OP here. I want kids but work in healthcare and love my job. I feel being married to a high earner like a doctor will mean me compromising my job to stay home. I don’t want to be a SAHM.
Anonymous
Anonymous wrote:
Anonymous wrote:If you don’t expect to be be the default parent and don’t want to get used to being solo on some weekends, nights, and holidays then consider this a fling and move on. These are part of the life of being married to doctors in certain specialties.

If kid gets a fever at school, he can’t leave a patient on the table to go pick them up, the school will always call you. If kid throws up before school, he can’t call it in and reschedule patients that booked their surgery weeks or months ago, it will be you that will need to call in sick. He can never work from home. If he takes overnight call, you will likely need to live close to his work not yours. Unless you book your kids’ doctors appts 1-2 months in advance, he won’t be able to take them if he works a day shift because his schedule is booked out at least a month in advance.

- married to a doctor


OP here. I want kids but work in healthcare and love my job. I feel being married to a high earner like a doctor will mean me compromising my job to stay home. I don’t want to be a SAHM.

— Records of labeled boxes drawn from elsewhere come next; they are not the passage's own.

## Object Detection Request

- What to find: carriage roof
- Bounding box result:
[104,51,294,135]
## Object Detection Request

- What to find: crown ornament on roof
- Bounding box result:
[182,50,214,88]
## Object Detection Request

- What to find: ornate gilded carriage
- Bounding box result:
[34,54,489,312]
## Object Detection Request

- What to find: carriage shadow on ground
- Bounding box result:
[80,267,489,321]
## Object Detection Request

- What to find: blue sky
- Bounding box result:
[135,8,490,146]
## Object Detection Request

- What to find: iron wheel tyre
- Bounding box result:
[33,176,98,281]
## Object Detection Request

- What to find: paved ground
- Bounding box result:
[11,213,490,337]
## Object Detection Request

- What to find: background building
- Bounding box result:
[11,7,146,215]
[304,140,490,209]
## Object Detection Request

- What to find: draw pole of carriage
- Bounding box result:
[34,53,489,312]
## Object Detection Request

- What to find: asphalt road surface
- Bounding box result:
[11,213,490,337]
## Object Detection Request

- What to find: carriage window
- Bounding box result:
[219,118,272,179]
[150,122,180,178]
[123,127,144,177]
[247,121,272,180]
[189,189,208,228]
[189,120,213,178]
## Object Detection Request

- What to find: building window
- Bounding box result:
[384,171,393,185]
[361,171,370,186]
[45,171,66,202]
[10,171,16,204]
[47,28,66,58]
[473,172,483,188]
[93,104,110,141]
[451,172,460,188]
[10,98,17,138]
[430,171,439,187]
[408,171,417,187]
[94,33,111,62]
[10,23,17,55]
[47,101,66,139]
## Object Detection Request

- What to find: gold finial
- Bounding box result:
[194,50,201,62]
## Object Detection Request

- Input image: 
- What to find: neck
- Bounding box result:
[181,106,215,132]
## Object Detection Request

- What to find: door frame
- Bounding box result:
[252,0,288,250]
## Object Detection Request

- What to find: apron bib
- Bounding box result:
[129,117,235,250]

You don’t have to be a SAHM but you will need a flexible job and a good nanny. I stayed at home for several years, but my Dh was in residency, we had little money and daycare or a nanny along with my college debt and his med school debt would have pushed us over the edge. I’m back to work but sought out a completely mommy tracked, not great paying but flexible job.

If you make good money, go the nanny route.


Anonymous
Anonymous wrote:
Anonymous wrote:If you don’t expect to be be the default parent and don’t want to get used to being solo on some weekends, nights, and holidays then consider this a fling and move on. These are part of the life of being married to doctors in certain specialties.

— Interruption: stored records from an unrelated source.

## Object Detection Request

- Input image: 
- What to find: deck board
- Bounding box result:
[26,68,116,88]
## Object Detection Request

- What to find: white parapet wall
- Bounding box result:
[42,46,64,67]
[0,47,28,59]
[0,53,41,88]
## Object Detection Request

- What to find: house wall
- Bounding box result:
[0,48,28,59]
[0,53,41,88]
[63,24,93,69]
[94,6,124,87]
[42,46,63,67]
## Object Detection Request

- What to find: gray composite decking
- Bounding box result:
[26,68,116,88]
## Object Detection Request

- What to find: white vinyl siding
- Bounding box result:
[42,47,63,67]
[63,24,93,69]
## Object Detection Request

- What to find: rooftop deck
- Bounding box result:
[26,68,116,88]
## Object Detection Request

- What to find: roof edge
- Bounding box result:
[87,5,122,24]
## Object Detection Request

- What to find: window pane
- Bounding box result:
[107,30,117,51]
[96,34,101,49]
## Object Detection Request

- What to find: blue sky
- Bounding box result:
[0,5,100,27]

If kid gets a fever at school, he can’t leave a patient on the table to go pick them up, the school will always call you. If kid throws up before school, he can’t call it in and reschedule patients that booked their surgery weeks or months ago, it will be you that will need to call in sick. He can never work from home. If he takes overnight call, you will likely need to live close to his work not yours. Unless you book your kids’ doctors appts 1-2 months in advance, he won’t be able to take them if he works a day shift because his schedule is booked out at least a month in advance.

- married to a doctor


OP here. I want kids but work in healthcare and love my job. I feel being married to a high earner like a doctor will mean me compromising my job to stay home. I don’t want to be a SAHM.


My friend is a doctor married to another doctor. They have always used nannies (and also grandparents, but mostly well-paid, stellar nannies).